To produce efficiently reasonable target regions please provide an average read length. This should be an arithmetic mean not an N50 length. After pressing play here you will be given the opportunity to select your genome of interest from a drop-down box.

In [4]:
def species_change(inputs):
    global urls
    print(" * Finding files, please wait...", end="")
    assm = client.assembly_name(inputs.species)
    dna_url = client.dna_url(inputs.species, assembly_name=assm)
    gtf_url = client.gtf_url(inputs.species, assembly_name=assm)
    urls = (dna_url, gtf_url)
    
    
    try:
        print(" * Retrieving files...")
        print(" - {}".format(dna_url))
        print(" - {}".format(gtf_url))
        dna_path = os.path.basename(dna_url)
        gtf_path = os.path.basename(gtf_url)
        if not os.path.isfile(dna_path):
            !wget $dna_url || printf "\n * Failed to download assembly\n"
            if not os.path.isfile(dna_path):
                raise FileNotFoundError(' - Assembly could not be downloaded.')
        else:
            print(" - Skipping genome download")
        if not os.path.isfile(gtf_path):
            !wget $gtf_url || printf "\n * Failed to download gtf\n"
            if not os.path.isfile(gtf_path):
                raise FileNotFoundError(' - GTF could not be downloaded.')
        else:
            print(" - Skipping gtf download")
    except Exception as e:
        print(" * Failed to retrieve files")
        print("{}".format(e))
    else:
        print(" * Finished download")
        #print(" * Calculating total assembly length")
        #glength = 0
        #with pysam.FastxFile(dna_path) as fh:
        #    for r in fh:
        #        glength += len(r.sequence)
        #    print(" - Assembly length: {}".format(glength))
        print(" * Reading gtf")
        ranges = pr.read_gtf(gtf_path)
        print(" - Merging and expanding intervals (this may take a while)...", end="")
        merged = ranges.merge(strand=False)
        sloppy = merged.slack(inputs.read_length // 2).merge(strand=False)
        print("done")
        df = pd.DataFrame({
            'Source GTF':[len(ranges)],
            'Filtered':[len(merged)],
            'Padded':[len(sloppy)]},
            index=['Intervals'])
        bed_path = "{}.read_until.bed".format(dna_path)
        sloppy.to_bed(bed_path)

        print()
        display(df)
        print(" * Input files:")
        print("   - Genome: {}".format(dna_url))
        print("   - GTF   : {}".format(gtf_url))
        print(" * Output files:")
        print("   - Genome: {}".format(os.path.abspath(dna_path)))
        print("   - GTF   : {}".format(os.path.abspath(gtf_path)))
        print("   - BED   : {}".format(os.path.abspath(bed_path)))
    

from epi2melabs.notebook import InputForm, InputSpec
species_dropdown = widgets.Dropdown(
    options=species_list, value='--', description='species:')
input_form = InputForm(
    InputSpec('read_length', 'Read length', (100, 10000, 100)),
    InputSpec('species', 'Species', species_dropdown))
input_form.add_process_button(species_change)
input_form.display()
VBox(children=(HBox(children=(Label(value='Read length', layout=Layout(width='150px')), interactive(children=(…
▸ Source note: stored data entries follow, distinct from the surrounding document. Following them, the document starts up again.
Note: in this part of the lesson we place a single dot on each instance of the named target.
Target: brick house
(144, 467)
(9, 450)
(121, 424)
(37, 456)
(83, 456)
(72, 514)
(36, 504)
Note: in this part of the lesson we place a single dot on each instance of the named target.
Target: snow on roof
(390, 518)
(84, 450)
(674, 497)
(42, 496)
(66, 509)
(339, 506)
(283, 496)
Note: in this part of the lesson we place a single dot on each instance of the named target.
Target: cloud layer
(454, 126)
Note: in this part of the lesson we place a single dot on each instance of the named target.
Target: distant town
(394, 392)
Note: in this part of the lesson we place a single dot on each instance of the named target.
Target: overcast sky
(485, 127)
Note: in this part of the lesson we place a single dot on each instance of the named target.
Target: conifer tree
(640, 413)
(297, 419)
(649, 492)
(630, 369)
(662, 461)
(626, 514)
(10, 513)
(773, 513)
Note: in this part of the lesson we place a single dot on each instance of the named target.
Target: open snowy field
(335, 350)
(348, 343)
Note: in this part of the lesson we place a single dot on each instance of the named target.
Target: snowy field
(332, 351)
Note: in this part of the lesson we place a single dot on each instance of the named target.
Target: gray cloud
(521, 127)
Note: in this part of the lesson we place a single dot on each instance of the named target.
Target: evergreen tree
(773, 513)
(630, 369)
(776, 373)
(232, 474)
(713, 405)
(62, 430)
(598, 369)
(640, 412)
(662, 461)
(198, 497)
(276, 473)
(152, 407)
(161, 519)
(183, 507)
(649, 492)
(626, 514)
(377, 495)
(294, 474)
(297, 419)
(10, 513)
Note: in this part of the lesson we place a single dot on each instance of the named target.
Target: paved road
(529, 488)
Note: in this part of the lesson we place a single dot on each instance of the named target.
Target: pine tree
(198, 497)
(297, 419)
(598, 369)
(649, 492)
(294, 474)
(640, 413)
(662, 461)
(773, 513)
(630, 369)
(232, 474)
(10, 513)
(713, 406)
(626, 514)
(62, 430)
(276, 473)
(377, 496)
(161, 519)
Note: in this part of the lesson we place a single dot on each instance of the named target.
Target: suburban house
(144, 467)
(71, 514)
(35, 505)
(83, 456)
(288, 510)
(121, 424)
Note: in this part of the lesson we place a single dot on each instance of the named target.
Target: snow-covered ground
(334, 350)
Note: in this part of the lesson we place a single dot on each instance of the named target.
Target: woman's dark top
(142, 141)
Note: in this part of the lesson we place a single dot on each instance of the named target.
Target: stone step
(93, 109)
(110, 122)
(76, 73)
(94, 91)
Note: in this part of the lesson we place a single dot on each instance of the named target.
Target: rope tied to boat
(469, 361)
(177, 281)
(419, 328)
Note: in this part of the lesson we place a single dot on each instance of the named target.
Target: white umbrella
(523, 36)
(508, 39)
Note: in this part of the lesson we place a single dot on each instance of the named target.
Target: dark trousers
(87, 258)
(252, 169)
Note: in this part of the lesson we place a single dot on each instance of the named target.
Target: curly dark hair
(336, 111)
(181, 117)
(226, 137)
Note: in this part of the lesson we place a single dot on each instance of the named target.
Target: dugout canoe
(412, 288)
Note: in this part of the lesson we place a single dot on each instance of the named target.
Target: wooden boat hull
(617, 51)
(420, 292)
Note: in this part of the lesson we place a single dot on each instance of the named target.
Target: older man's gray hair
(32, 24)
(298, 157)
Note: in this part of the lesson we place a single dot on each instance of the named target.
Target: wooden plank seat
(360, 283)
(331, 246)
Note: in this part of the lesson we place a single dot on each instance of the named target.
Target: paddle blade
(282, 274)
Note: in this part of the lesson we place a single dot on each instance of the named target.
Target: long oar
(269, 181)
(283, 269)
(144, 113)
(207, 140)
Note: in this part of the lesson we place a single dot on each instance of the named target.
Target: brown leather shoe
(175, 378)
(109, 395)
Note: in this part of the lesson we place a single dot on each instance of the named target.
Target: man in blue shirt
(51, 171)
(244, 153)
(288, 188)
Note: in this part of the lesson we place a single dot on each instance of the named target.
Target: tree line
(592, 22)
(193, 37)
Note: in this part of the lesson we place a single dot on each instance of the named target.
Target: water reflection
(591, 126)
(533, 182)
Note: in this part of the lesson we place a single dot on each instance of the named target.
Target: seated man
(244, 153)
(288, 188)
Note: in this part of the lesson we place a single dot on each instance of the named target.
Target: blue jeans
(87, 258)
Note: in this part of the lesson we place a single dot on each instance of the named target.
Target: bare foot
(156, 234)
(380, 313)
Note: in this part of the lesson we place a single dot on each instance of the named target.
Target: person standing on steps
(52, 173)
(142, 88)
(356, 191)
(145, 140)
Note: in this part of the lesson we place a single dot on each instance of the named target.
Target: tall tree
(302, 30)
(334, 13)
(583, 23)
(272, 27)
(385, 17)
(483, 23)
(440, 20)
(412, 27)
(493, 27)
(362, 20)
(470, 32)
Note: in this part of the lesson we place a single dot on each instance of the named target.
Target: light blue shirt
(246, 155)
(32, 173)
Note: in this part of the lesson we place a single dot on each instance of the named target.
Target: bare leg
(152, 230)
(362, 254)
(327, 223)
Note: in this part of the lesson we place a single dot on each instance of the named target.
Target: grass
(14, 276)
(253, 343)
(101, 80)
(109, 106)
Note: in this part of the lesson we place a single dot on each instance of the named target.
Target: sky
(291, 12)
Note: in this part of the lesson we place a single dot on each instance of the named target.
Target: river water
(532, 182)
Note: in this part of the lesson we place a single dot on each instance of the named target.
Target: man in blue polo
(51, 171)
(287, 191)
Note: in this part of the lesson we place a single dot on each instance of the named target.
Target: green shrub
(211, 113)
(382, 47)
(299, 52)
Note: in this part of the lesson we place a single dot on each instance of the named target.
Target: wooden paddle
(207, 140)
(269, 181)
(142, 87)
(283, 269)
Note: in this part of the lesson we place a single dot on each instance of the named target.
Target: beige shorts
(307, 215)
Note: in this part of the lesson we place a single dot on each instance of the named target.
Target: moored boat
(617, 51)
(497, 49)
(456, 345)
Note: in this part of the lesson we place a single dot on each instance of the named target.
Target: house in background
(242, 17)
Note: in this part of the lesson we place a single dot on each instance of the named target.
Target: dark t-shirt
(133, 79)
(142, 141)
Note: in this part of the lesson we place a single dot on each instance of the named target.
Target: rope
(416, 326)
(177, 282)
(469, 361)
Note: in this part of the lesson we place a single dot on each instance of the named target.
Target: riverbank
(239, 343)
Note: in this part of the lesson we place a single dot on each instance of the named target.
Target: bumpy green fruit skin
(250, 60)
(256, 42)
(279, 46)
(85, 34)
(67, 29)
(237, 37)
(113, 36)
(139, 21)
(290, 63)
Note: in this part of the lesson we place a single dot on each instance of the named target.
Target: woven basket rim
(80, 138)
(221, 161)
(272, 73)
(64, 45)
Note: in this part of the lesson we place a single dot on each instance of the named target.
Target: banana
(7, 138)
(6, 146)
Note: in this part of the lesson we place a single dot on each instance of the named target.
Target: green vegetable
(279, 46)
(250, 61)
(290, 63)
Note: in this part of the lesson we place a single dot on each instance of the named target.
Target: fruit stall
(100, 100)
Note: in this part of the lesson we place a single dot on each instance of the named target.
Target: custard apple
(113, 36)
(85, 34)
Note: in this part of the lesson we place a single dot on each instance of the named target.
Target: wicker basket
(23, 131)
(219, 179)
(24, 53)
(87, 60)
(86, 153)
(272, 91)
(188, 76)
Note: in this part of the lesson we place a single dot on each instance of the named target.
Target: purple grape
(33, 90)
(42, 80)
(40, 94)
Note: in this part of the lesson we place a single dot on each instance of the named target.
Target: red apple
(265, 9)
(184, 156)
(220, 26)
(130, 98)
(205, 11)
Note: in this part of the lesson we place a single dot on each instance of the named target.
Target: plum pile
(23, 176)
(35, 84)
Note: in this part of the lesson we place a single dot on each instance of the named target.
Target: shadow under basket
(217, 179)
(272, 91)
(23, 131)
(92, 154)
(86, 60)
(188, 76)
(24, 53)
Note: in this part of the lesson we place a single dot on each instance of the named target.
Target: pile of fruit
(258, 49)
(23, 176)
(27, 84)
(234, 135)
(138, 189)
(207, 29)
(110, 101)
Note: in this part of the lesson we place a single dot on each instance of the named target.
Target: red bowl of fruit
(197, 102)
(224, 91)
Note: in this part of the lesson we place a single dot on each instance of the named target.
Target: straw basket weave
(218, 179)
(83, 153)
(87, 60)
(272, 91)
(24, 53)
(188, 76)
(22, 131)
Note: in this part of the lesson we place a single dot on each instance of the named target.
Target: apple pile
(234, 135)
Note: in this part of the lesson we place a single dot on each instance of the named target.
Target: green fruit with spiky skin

When the above code has finished executing a table will be displayed detailing the number of regions of interest.

Also shown are paths to the output files:

  1. A reference genome (to provide to MinKNOW)
  2. The source .gtf file from which target regions were produced.
  3. A .bed file containing target regions to provide to MinKNOW.

These can be downloaded through your web browser by using the filebrowser to the left-hand side of this page.